Below, X and Y refers to the random variable and x and y refer to a specific realization from this random variable.
state estimates (x)
For type="xtT"
, tsSmooth.marssMLE
returns the confidence intervals of the state at time \(t\) conditioned on the data from 1 to \(T\) using the estimated model parameters as true values. These are the standard intervals that are shown for the estimated states in state-space models. For example see, Shumway and Stoffer (2000), edition 4, Figure 6.4. As such, this is probably what you are looking for if you want to put intervals on the estimated states (the \(\mathbf{x}\)). However, these intervals do not include parameter uncertainty. If you want state residuals (for residuals analysis), use MARSSresiduals()
or residuals()
.
Quantiles The state \(\mathbf{X}_t\) in a MARSS model has a conditional multivariate normal distribution, that can be computed from the model parameters and data. In Holmes (2012, Equation 11) notation, its expected value conditioned on all the observed data and the model parameters \(\Theta\) is denoted \(\tilde{\mathbf{x}}_t\) or equivalently \(\mathbf{x}_t^T\) (where the $T$ superscript is not a power but the upper extent of the time conditioning). In MARSSkf
, this is xtT[,t]
. The variance of \(\mathbf{X}_t\) conditioned on all the observed data and \(\Theta\) is \(\tilde{\mathbf{V}}_t\) (VtT[,,t]

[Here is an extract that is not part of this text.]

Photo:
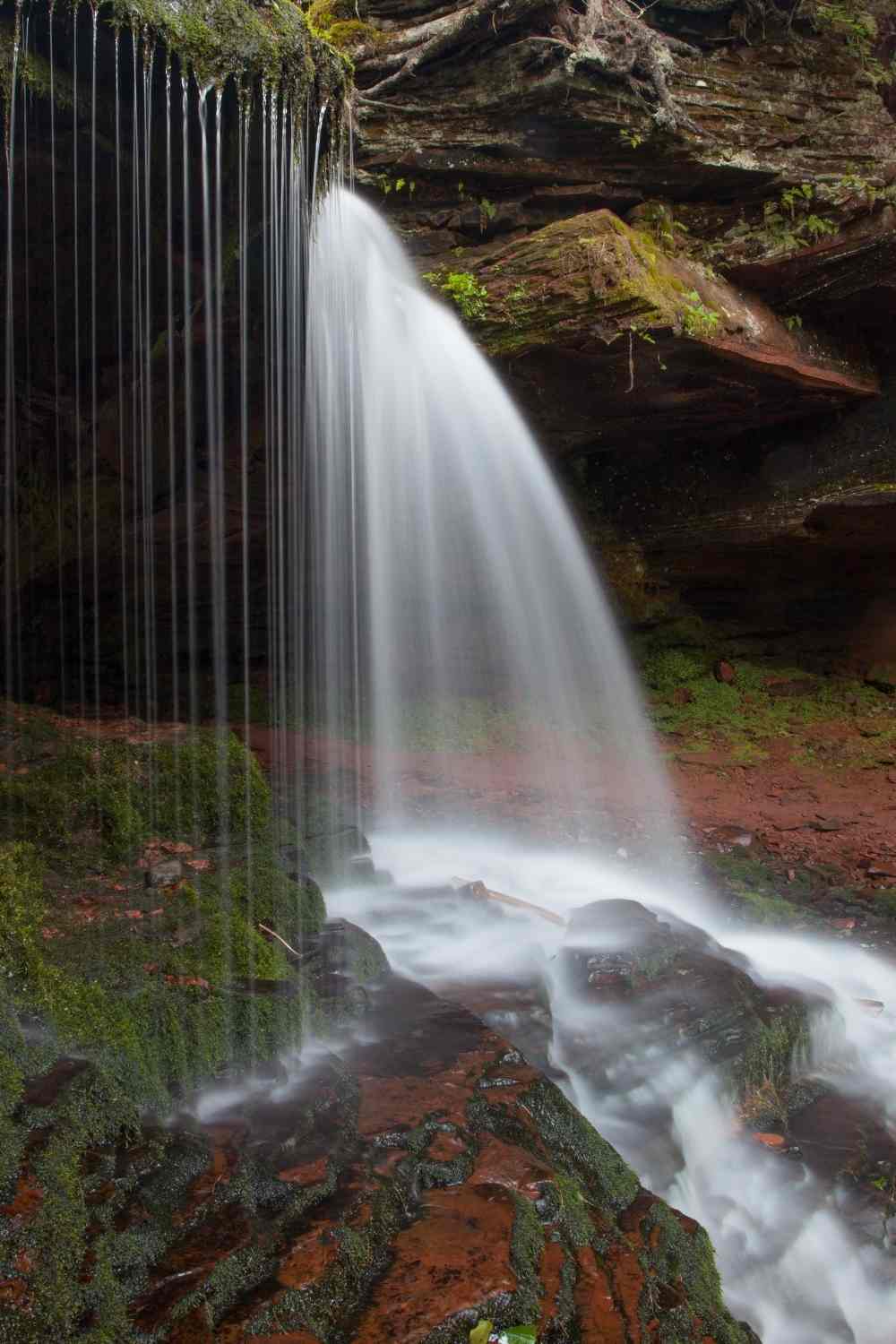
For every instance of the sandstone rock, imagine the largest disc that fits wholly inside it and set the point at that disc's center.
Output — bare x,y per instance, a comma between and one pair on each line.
166,874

). Note that VtT[,,t] != B VtT[,,t-1] t(B) + Q
, which you might think by looking at the MARSS equations. That is because the variance of \(\mathbf{W}_t\) conditioned on the data (past, current and FUTURE) is not equal to \(\mathbf{Q}\) (\(\mathbf{Q}\) is the unconditional variance).
\(\mathbf{x}_t^T\) (xtT[,t]
) is an estimate of \(\mathbf{x}_t\) and the standard error of that estimate is given by \(\mathbf{V}_t^T\) (VtT[,,t]
). Let se.xt
denote the sqrt of the diagonal of VtT
. The equation for the \(\alpha/2\) confidence interval is (qnorm(alpha/2)*se.xt + xtT
). \(\mathbf{x}_t\) is multivariate and this interval is for one of the \(x\)'s in isolation. You could compute the m-dimensional confidence region for the multivariate \(\mathbf{x}_t\), also, but tsSmooth.marssMLE
returns the univariate confidence intervals.
The variance VtT
gives information on the uncertainty of the true location of \(\mathbf{x}_t\) conditioned on the observed data. As more data are collected (or added to the analysis), this variance will shrink since the data, especially data at time \(t\), increases the information about the locations of \(\mathbf{x}_t\). This does not affect the estimation of the model parameters, those are fixed (we are assuming), but rather our information about the states at time \(t\).
If you have a DFA model (form='dfa'), you can pass in rotate=TRUE
to return the rotated trends. If you want the rotated loadings, you will need to compute those yourself:
dfa <- MARSS(t(harborSealWA[,-1]), model=list(m=2), form="dfa")
Z.est <- coef(dfa, type="matrix")$Z
H.inv <- varimax(coef(dfa, type="matrix")$Z)$rotmat
Z.rot <- Z.est %*% H.inv
For type="xtt"
and type=="xtt1"
, the calculations and interpretations of the intervals are the same but the conditioning is for data \(t=1\) to \(t\) or \(t=1\) to \(t-1\).
observation estimates (y)
For type="ytT"
, this returns the expected value and standard error of \(\mathbf{Y}_t\) (left-hand side of the \(\mathbf{y}\) equation) conditioned on \(\mathbf{Y}_t=y_t\). If you have no missing data, this just returns your data set. But you have missing data, this what you want in order to estimate the values of missing data in your data set. The expected value of \(\mathbf{Y}_t|\mathbf{Y}=\mathbf{y}(1:T)\) is in ytT
in MARSShatyt()
output and the variance is OtT-tcrossprod(ytT)
from the MARSShatyt()
output.
The intervals reported by tsSmooth.marssMLE
for the missing values take into account all the information in the data, specifically the correlation with other data at time \(t\) if \(\mathbf{R}\) is not diagonal. This is what you want to use for interpolating missing data. You do not want to use predict.marssMLE()
as those predictions are for entirely new data sets and thus will ignore relevant information if \(\mathbf{y}_t\) is multivariate, not all \(\mathbf{y}_t\) are missing, and the \(\mathbf{R}\) matrix is not diagonal.
The standard error and confidence interval for the expected value of the missing data along with the standard deviation and prediction interval for the missing data are reported. The former uses the variance of \(\textrm{E}[\mathbf{Y}_t]\) conditioned on the data while the latter uses variance of \(\mathbf{Y}_t\) conditioned on the data. MARSShatyt()
returns these variances and expected values. See Holmes (2012) for a discussion of the derivation of expectation and variance of \(\mathbf{Y}_t\) conditioned on the observed data (in the section 'Computing the expectations in the update equations').
For type="ytt"
, only the estimates are provided. MARSShatyt()
does not return the necessary variances matrices for the standard errors for this cases.